The Supreme Court, Martians, Justice Jackson, and Chief Justice Roberts
Justice Jackson's dissent in the universal injunction case (CASA, Inc. v. Trump) includes this line:
A Martian arriving here from another planet would see these circumstances and surely wonder: "what good is the Constitution, then?" What, really, is this system for protecting people's rights if it amounts to this—placing the onus on the victims to invoke the law's protection, and rendering the very institution that has the singular function of ensuring compliance with the Constitution powerless to prevent the Government from violating it? "Those things Americans call constitutional rights seem hardly worth the paper they are written on!"
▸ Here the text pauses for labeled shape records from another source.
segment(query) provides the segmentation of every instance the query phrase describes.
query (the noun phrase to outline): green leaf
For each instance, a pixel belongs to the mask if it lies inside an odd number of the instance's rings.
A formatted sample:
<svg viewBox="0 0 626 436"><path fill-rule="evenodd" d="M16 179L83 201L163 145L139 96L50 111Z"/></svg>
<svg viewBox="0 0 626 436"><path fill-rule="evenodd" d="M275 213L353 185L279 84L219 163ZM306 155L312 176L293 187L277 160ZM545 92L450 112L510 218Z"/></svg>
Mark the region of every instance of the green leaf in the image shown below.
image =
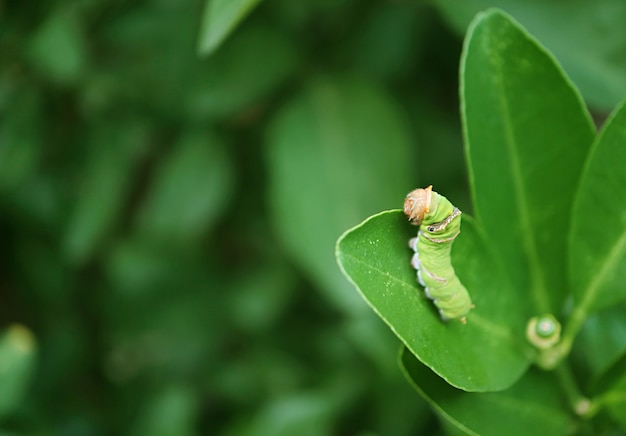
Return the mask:
<svg viewBox="0 0 626 436"><path fill-rule="evenodd" d="M622 0L436 0L463 34L472 17L499 7L535 35L563 65L592 106L611 110L626 93L626 5Z"/></svg>
<svg viewBox="0 0 626 436"><path fill-rule="evenodd" d="M589 313L626 298L626 102L596 138L576 193L569 273Z"/></svg>
<svg viewBox="0 0 626 436"><path fill-rule="evenodd" d="M626 374L626 304L594 313L576 337L574 360L588 370L587 391L593 395L611 388Z"/></svg>
<svg viewBox="0 0 626 436"><path fill-rule="evenodd" d="M137 216L140 234L161 241L194 241L223 212L233 169L222 144L207 132L187 133L161 162Z"/></svg>
<svg viewBox="0 0 626 436"><path fill-rule="evenodd" d="M26 327L13 325L0 336L0 417L22 402L35 369L37 345Z"/></svg>
<svg viewBox="0 0 626 436"><path fill-rule="evenodd" d="M73 264L82 264L97 250L119 219L136 166L147 144L144 126L103 123L93 128L85 170L65 230L63 250Z"/></svg>
<svg viewBox="0 0 626 436"><path fill-rule="evenodd" d="M297 60L294 41L275 27L244 26L195 71L185 90L186 116L204 123L254 109L288 83Z"/></svg>
<svg viewBox="0 0 626 436"><path fill-rule="evenodd" d="M554 378L530 370L503 392L467 393L435 376L404 348L400 365L413 387L439 414L464 434L564 435L571 418Z"/></svg>
<svg viewBox="0 0 626 436"><path fill-rule="evenodd" d="M278 236L330 301L364 305L337 269L335 241L346 228L402 204L413 187L412 139L400 109L375 83L318 79L283 107L267 156Z"/></svg>
<svg viewBox="0 0 626 436"><path fill-rule="evenodd" d="M59 8L33 34L28 48L31 62L52 80L68 84L85 69L87 47L74 8Z"/></svg>
<svg viewBox="0 0 626 436"><path fill-rule="evenodd" d="M224 42L237 24L248 15L260 0L206 0L198 51L207 56Z"/></svg>
<svg viewBox="0 0 626 436"><path fill-rule="evenodd" d="M529 365L524 303L499 274L475 223L463 216L454 268L476 308L467 324L443 322L418 287L401 211L382 212L346 232L337 259L363 298L425 365L467 391L509 387Z"/></svg>
<svg viewBox="0 0 626 436"><path fill-rule="evenodd" d="M552 56L497 10L468 31L461 99L476 217L518 292L560 313L589 113Z"/></svg>

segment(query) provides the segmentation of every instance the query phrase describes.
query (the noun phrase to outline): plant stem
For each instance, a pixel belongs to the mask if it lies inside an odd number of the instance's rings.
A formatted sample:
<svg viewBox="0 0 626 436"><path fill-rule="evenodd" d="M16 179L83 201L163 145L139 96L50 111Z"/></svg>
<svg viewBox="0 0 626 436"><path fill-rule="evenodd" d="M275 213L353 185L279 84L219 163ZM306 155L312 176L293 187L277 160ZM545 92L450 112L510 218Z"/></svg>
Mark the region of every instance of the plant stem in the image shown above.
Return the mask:
<svg viewBox="0 0 626 436"><path fill-rule="evenodd" d="M572 371L566 362L556 367L555 372L559 379L559 383L567 396L570 406L578 416L585 416L591 407L591 401L585 397L574 380Z"/></svg>

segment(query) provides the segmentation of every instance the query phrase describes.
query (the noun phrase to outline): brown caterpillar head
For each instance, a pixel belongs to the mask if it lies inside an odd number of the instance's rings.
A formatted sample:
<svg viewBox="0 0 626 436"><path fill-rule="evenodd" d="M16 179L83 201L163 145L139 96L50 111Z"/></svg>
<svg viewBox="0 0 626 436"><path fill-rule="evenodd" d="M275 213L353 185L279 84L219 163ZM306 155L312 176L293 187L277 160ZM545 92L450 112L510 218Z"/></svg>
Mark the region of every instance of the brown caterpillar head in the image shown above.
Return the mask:
<svg viewBox="0 0 626 436"><path fill-rule="evenodd" d="M432 192L433 186L430 185L426 189L414 189L407 194L404 199L404 214L409 217L411 224L418 226L422 223L430 207Z"/></svg>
Some people have suggested there's something strange or inappropriate about bringing Martians into it, but it seems a pretty familiar locution. Here, for instance, is Chief Justice Roberts from Riley v. California (2014), which labels it familiar enough to be "proverbial":
These cases require us to decide how the search incident to arrest doctrine applies to modern cell phones, which are now such a pervasive and insistent part of daily life that the proverbial visitor from Mars might conclude they were an important feature of human anatomy.
Justice Thomas used a similar phrase in Foster v. Chatman (2016) and Justice O'Connor in Engle v. Isaac (1982), both quoting Judge Henry Friendly, Is Innocence Irrelevant? Collateral Attack on Criminal Judgments, 38 U. Chi. L. Rev. 142, 145 (1970):
The proverbial man from Mars would surely think we must consider our system of criminal justice terribly bad if we are willing to tolerate such efforts at undoing judgments of conviction.
The "proverbial man from Mars" refers to someone who looks at things afresh, without focusing on the social conventions or legal frameworks that (the speaker suggests) might blind us to what's actually going on. You can agree or disagree with Justice Jackson's substantive argument about universal injunctions, but judges and Justices have been using the Martian thought experiment for generations.
(The pedant in me does agree, though, that "Martian arriving here from another planet" is redundant, in a way that "proverbial visitor from Mars" is not. But that really is pedantry.)